After this announcement by the president, which appeared to raise the geopolitical temperature once again and provide investors with another excuse to sell, the various stock index futures plunged in the overnight session on Thursday with the Dow futures collapsing to a 120 point loss while the S&P futures were lower by as much as 13 points in conjunction with Japan’s Nikkei index declining by 3 percent.

But as the early morning wore on, these stock index futures began to improve and by the time the market was ready to open here on Friday, these leading indicators for where stocks are going to open had actually turned positive!

What happened to get the market into a better mood was a story that said Russia was seeking a de-escalation of the conflict with Ukraine by agreeing to take over the lead mediating effort. Then as the morning turned into afternoon, the market continued to extend its gains even further on a new report that now said Russian troops were returning to their permanent deployment areas inside their country and no invasion was imminent, and how do you like that? This ostensible good news forced investors into the market at even higher levels and both the Dow and S&P ended the session with their best advances since March! And this large Dow gain of 185 points and S&P advance of 22 points allowed these and the other major averages to end the week slightly higher when it certainly did not appear that this was possible after the president’s announcement.

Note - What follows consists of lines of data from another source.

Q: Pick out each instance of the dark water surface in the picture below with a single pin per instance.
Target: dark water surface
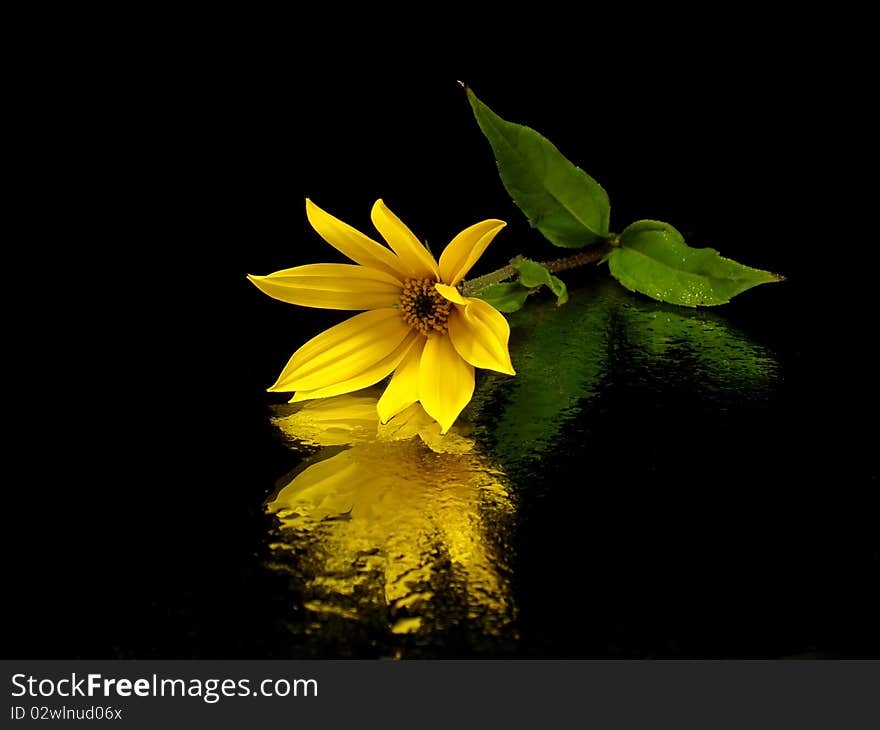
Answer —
(655, 481)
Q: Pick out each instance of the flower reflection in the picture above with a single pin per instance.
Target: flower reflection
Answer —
(401, 534)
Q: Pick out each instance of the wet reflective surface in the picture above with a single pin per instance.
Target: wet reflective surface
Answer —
(395, 541)
(396, 545)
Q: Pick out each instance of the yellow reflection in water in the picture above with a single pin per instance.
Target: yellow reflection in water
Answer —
(403, 531)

There was also some technical-type buying as the Dow held at its 200-day moving average while the S&P held support at the price average for the past 100 days. And let it not be forgotten that in last week’s column I did mention that “the recent selloff means that investors are being given an opportunity to pick up stocks at much cheaper levels than they have been in a few months.” The Dow had declined to its lowest level since late April while the S&P had fallen to its lowest point since late May. And I also said that bull markets only end upon the onset of a recession, which is most unlikely to happen under present or future circumstances.

Meanwhile, the second-quarter earnings season is winding down, and it has been a very good one indeed. With more than 450 of the 500 S&P companies reporting, the scorecard is as follows — profit growth is expected to be as high as 10 percent while revenues are going to be ahead by over 4 percent. This means that 73 percent of companies have beat on the earnings side against the traditional 64 percent that report better than expected results, while 63 percent have done better on the revenue side versus the 61 percent that usually beat in this area. This is the strongest quarter of profit growth in more than two years and is obviously one of the reasons that stocks have been able to find support after the types of selloffs as mentioned earlier.

Economic reports released in the past several days showed that the July ISM Non-Manufacturing Survey, which covers almost 80 percent of the economy, rose to its highest level since December 2005, June factory orders increased by 1.1 percent, the June trade deficit narrowed from almost $45 billion to $41 billion and this will help revise second-quarter G.D.P. even higher, the four-week moving average of weekly jobless claims declined to its lowest level since February 2006 while second-quarter non-farm productivity rose by a greater than anticipated 2.5 percent and unit labor costs increased by a mere 0.6 percent.

Until proven otherwise, investors should use these dips in the market to buy good stocks that get sold off for no fundamental reason and just get caught up in the emotional selling that manifests itself from time to time.


Donald Selkin is the Chief Market Strategist at National Securities in New York, a veteran in the securities industry for 36 years who is widely quoted in the financial media.